I wish you all the strength and hope in the world.
Go to treatment if you can to get a head start. Regardless go to meetings 1-2 times a day
EP1 - that is a rational response from someone who clearly doesn’t understand addiction. “Try to cut down” - what great advice! Why didn’t I think of that! Maybe at my next work event I should just limit myself instead of blacking out! It all makes sense to me now!
In all seriousness, hopefully he doesn’t have much of a hand in your sobriety. Most doctors don’t and that’s fine - but if my doctor did, I’d want him to have a better understanding of addiction than yours does.
I just feel like I can’t kick alcohol, drugs, and depression all at the same time
Alcohol and drugs made me depressed. And then I used to treat my depression. Over and over. Sobriety saved my life from that cycle, I've been there. I could stop, but never stay stopped, and once I picked up a drink, I no longer had control. Find a meeting. They're literally everywhere. It's been five years and life still keeps getting better.

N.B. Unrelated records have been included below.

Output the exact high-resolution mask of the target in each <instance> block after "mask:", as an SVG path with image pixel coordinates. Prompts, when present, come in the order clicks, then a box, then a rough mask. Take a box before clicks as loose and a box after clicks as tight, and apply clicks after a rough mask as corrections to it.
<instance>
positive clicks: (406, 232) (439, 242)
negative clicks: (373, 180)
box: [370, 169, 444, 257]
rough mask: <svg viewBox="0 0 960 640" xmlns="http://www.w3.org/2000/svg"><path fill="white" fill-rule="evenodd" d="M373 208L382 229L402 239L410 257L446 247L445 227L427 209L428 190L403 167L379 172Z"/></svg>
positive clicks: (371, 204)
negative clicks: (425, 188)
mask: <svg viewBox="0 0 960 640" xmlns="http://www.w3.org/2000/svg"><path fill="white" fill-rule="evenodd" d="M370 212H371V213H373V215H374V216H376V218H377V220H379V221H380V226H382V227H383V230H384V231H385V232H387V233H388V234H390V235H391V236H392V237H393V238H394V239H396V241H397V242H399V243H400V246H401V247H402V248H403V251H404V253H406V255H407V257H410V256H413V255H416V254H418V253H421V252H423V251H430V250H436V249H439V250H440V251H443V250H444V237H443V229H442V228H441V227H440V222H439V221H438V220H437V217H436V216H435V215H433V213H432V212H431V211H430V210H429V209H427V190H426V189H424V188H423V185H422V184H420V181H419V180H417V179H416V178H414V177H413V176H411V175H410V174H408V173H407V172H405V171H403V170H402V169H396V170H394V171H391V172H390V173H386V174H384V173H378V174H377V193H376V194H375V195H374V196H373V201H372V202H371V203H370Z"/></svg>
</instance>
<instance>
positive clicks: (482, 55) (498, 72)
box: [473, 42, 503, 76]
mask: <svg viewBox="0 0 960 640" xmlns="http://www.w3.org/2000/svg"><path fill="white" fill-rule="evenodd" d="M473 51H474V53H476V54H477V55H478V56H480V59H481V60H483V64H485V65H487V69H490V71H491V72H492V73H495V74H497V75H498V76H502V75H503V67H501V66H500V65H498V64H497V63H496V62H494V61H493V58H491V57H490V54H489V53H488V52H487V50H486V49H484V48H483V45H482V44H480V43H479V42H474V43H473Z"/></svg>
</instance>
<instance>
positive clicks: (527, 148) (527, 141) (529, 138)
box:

And just throwing it out there that if you are really needing to buckle down, there is no shame in going to rehab. I personally have no experience but a lot of people I sit with did 30 or 60 day treatments, both in and out patient. They all speak very highly of it setting them on the right path and giving them a ton of tools. In CA your employer is legally bound to allowing it and not requiring you to say why (I believe).
I’ve never heard this from anyone else but my doctor told me he felt the best method was to try to cut down day by day each week rather than cold turkey. As in, 6 days in a week instead of 7, then the next week 5, etc. Is that crazy ?
He’s an idiot. I need to find a new doc to ween me off the meds and try something else.
I used to be able to drink seltzer, eat candy, smoke a little weed, and be fine. Now I have drink (or so it feels), but because of the meds and then drinking doesn’t alter my state and then I use other drugs. I’m not blaming the meds for my addiction but I’m saying I’ve lost all control. And money.
Start on your knees: pray that God, the Universe, HP, etc will lift the obsession. And of course make meetings. Today, I actually vowed to do my first 90-in-90 in the 15+ yrs I’ve been coming around. Prayer works.